Les casinos ont connu ces deux dernières années des moments difficiles. Interdiction de fumer dans les lieux publics, crise et augmentation des jeux illégaux n’ont fait qu’aggraver leur situation. Certains casinos ont été contraints de licencier du personnel, d’autres ont dû modifier leurs horaires d’ouverture. Les deux grands casinotiers français n’ont pas été épargnés : le groupe Partouche affichait en 2008 une perte de 4 M€ face au groupe Barrière dont la baisse d’activité était de l’ordre de 12 %.
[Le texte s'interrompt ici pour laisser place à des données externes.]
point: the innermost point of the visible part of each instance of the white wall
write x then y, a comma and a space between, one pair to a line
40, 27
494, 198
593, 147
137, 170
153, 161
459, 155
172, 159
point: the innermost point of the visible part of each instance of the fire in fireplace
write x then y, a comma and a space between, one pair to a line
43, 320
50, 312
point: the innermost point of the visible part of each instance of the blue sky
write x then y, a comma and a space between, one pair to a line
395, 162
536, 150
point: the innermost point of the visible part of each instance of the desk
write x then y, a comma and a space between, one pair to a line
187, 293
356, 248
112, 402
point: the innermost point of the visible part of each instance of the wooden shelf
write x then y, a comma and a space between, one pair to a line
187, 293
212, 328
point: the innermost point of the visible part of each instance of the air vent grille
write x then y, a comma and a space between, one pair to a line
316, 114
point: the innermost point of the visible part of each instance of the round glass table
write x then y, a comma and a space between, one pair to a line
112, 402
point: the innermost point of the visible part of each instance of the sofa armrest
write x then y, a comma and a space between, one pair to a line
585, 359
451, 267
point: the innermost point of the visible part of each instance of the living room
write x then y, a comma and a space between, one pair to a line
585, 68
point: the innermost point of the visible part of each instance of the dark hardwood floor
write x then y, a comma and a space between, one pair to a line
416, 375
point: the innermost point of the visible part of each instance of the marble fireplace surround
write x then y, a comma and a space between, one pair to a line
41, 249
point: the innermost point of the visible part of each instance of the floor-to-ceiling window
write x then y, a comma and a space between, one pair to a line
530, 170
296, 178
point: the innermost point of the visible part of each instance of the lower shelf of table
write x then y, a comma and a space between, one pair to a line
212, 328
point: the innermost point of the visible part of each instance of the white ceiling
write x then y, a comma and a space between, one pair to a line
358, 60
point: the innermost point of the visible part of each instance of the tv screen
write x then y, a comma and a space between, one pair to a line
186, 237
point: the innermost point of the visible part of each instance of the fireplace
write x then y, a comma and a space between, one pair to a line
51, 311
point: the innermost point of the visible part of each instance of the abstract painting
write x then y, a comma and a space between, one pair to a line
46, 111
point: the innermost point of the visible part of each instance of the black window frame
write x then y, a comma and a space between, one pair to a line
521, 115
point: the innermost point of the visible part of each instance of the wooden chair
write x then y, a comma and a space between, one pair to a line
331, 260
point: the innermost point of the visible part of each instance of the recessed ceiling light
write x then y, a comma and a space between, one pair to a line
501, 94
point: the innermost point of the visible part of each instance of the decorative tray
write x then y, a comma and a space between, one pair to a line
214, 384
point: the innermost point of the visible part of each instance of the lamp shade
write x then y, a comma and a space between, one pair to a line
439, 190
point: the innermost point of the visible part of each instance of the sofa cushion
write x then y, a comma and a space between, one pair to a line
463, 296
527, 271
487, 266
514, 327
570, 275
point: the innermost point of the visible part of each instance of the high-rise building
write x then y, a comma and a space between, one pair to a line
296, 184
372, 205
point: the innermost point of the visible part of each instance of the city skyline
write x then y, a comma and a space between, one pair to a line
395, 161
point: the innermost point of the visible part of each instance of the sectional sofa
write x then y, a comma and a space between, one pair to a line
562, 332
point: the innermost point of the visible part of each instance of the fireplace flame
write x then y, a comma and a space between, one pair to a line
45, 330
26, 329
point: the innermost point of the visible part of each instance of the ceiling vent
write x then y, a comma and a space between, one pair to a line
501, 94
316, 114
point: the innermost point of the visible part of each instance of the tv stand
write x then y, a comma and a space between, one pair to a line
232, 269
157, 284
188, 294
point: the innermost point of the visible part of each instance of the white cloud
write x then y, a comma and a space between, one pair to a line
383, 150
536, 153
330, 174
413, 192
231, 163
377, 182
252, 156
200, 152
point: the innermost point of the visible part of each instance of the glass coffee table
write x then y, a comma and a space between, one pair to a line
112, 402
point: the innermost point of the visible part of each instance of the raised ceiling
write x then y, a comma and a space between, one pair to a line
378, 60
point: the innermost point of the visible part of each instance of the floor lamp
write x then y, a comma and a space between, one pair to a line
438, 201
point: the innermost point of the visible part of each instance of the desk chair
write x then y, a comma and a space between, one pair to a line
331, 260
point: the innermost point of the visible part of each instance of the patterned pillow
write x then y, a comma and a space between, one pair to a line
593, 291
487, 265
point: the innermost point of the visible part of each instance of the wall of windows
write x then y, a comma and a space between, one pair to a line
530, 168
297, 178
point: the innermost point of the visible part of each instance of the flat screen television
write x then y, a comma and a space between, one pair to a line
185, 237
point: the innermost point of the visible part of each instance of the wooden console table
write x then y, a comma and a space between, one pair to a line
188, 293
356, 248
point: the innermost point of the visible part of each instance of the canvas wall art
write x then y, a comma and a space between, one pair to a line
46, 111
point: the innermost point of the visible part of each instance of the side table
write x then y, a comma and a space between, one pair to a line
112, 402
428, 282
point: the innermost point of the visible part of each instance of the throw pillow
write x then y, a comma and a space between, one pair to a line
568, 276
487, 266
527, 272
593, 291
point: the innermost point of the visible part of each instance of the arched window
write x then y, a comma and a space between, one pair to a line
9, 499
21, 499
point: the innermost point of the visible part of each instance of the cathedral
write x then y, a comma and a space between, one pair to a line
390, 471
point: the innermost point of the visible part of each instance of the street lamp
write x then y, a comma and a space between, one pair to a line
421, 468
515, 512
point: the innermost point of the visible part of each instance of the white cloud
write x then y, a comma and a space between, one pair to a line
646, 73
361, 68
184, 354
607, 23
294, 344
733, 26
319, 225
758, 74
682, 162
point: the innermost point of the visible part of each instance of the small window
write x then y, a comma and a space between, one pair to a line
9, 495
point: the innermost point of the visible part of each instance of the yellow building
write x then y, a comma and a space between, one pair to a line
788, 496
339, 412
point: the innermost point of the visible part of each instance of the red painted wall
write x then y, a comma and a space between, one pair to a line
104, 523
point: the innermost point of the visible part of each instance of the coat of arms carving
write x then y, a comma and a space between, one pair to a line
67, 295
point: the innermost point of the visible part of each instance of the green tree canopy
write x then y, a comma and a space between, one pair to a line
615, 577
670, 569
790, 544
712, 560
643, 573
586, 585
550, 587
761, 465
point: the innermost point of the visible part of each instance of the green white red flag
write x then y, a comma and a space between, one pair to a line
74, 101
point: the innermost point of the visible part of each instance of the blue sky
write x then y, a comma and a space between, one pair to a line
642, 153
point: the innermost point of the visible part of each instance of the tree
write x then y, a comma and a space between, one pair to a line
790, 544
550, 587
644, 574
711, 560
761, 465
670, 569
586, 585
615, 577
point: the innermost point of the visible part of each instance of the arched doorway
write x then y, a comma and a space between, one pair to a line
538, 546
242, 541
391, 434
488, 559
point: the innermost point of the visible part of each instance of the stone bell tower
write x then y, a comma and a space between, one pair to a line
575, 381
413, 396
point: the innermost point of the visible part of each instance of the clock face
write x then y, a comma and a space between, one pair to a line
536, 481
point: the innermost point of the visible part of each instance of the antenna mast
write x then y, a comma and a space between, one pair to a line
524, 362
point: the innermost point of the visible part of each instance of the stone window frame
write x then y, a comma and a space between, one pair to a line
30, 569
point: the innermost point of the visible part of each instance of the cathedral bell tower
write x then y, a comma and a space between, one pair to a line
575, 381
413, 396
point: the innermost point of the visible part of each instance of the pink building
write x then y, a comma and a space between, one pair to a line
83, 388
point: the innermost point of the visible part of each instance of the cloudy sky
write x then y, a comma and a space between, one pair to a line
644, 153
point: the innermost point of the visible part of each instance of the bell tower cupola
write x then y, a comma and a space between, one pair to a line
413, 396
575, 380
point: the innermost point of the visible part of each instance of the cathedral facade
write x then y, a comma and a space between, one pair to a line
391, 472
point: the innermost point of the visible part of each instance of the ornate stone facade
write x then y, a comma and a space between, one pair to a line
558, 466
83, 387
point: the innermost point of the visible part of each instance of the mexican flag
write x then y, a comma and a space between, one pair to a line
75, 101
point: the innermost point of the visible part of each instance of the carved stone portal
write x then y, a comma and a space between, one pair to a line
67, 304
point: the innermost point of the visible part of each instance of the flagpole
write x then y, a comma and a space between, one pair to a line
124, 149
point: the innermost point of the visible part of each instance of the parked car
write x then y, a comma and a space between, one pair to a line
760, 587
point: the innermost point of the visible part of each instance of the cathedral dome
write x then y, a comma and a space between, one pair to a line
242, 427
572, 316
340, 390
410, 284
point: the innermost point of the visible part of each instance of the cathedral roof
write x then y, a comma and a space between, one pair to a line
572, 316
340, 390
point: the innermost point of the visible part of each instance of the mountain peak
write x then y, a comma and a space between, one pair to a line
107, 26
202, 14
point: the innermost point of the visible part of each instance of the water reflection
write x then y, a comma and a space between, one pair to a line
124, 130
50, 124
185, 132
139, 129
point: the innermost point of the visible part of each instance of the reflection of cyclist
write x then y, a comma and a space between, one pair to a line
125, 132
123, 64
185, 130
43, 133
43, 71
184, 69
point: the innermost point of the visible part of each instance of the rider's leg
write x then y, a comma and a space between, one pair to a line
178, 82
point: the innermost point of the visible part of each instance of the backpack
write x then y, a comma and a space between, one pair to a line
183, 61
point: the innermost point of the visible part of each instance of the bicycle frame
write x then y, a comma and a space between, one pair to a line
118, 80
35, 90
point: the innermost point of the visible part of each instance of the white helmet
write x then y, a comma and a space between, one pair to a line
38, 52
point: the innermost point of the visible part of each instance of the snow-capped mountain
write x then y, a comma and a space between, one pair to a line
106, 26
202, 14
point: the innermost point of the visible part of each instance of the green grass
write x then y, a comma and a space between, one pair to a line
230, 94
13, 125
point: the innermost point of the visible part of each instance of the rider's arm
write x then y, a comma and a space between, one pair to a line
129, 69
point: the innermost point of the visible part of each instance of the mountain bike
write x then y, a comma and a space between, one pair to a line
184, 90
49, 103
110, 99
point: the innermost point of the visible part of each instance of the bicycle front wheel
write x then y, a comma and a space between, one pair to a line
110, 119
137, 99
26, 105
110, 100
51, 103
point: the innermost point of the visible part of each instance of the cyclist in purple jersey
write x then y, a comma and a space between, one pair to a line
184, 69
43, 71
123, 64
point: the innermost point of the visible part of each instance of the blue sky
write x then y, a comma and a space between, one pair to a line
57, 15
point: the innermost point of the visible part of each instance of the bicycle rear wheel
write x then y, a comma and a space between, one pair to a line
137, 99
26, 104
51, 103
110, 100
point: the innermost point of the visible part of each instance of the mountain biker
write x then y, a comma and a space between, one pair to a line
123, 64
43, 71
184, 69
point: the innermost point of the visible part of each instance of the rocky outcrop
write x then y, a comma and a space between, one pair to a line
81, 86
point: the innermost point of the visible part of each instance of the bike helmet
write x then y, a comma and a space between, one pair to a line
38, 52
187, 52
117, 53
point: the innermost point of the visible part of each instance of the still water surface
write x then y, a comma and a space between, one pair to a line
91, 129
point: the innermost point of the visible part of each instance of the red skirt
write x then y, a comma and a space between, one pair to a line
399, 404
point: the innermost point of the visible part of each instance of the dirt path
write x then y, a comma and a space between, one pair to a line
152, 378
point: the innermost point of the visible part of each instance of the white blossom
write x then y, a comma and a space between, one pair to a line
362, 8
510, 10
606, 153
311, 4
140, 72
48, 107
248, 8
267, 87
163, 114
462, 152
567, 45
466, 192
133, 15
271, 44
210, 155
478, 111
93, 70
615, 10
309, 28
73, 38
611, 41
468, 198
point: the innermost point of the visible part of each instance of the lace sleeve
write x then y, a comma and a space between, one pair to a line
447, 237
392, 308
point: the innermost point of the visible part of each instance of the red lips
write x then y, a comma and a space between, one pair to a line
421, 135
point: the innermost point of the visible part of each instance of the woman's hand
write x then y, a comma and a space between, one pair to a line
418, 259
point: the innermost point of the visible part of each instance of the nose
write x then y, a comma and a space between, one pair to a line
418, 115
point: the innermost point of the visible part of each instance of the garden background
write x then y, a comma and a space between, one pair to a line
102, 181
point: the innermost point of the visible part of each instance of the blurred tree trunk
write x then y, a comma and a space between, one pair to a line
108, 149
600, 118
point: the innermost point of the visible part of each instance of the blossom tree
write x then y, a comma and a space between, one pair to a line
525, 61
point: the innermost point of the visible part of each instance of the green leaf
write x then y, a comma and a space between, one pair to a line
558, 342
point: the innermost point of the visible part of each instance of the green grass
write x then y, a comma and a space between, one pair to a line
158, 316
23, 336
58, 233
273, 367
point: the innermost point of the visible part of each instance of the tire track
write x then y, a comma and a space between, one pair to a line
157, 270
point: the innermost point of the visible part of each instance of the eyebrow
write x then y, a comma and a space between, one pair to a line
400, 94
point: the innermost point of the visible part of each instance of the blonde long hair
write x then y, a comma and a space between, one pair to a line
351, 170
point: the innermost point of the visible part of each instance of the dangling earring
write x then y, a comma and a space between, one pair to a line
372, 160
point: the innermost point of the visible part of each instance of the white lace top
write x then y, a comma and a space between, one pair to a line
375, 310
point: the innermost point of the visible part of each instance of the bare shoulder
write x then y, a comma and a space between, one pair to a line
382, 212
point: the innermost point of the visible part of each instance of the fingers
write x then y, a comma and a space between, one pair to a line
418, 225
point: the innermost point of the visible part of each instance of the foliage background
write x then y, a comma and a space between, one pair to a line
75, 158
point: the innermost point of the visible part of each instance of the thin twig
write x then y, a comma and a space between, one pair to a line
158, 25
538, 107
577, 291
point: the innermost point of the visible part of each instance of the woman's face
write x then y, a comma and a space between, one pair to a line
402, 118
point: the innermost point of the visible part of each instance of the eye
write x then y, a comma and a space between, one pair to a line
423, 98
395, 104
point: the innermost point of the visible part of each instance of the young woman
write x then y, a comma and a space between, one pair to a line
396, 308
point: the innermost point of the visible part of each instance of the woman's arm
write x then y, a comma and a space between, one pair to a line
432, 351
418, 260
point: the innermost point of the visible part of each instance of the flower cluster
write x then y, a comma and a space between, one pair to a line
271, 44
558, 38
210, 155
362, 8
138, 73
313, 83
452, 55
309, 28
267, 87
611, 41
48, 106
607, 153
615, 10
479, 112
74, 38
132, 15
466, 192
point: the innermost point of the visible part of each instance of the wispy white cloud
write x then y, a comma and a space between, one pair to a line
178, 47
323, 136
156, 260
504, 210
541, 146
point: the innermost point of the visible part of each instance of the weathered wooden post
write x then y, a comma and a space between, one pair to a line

Le gouvernement a donc décidé de venir en aide aux établissements de jeux en mai dernier, en leur accordant 40 M€ d’aides fiscales. Cette diminution des charges sur le poker ne pourra être effective que lorsque la loi sur le marché des jeux en ligne sera votée de façon à uniformiser cette fiscalité à celle déjà appliquée sur les casinos. D’autre part, il est question qu’un prochain décret puisse concerner l’augmentation des seuils sur le produit brut des jeux, de façon à diminuer l’impôt des casinos. Mais un récent décret (n° 2009-937 du 29 juillet 2009) a déjà considérablement modifié les demandes concernant le parc de machines à sous. En effet, il ne sera désormais plus nécessaire de faire de demandes préalables pour se voir accorder, renouveler ou augmenter le nombre de machines à sous. Ce nombre dépendra de celui des tables de jeux dont les établissements disposent, soit 25 machines par table. Seuls les établissements qui possèdent déjà 500 bandits-manchots devront faire leur demande de machines supplémentaires auprès de la Commission Supérieure des Jeux.
Ces nouvelles mesures réjouissent les dirigeants des maisons de jeux puisque les machines à sous représentent la grande majorité des revenus. L’Etat a de cette manière pu apaiser les tensions que subissaient ces établissements.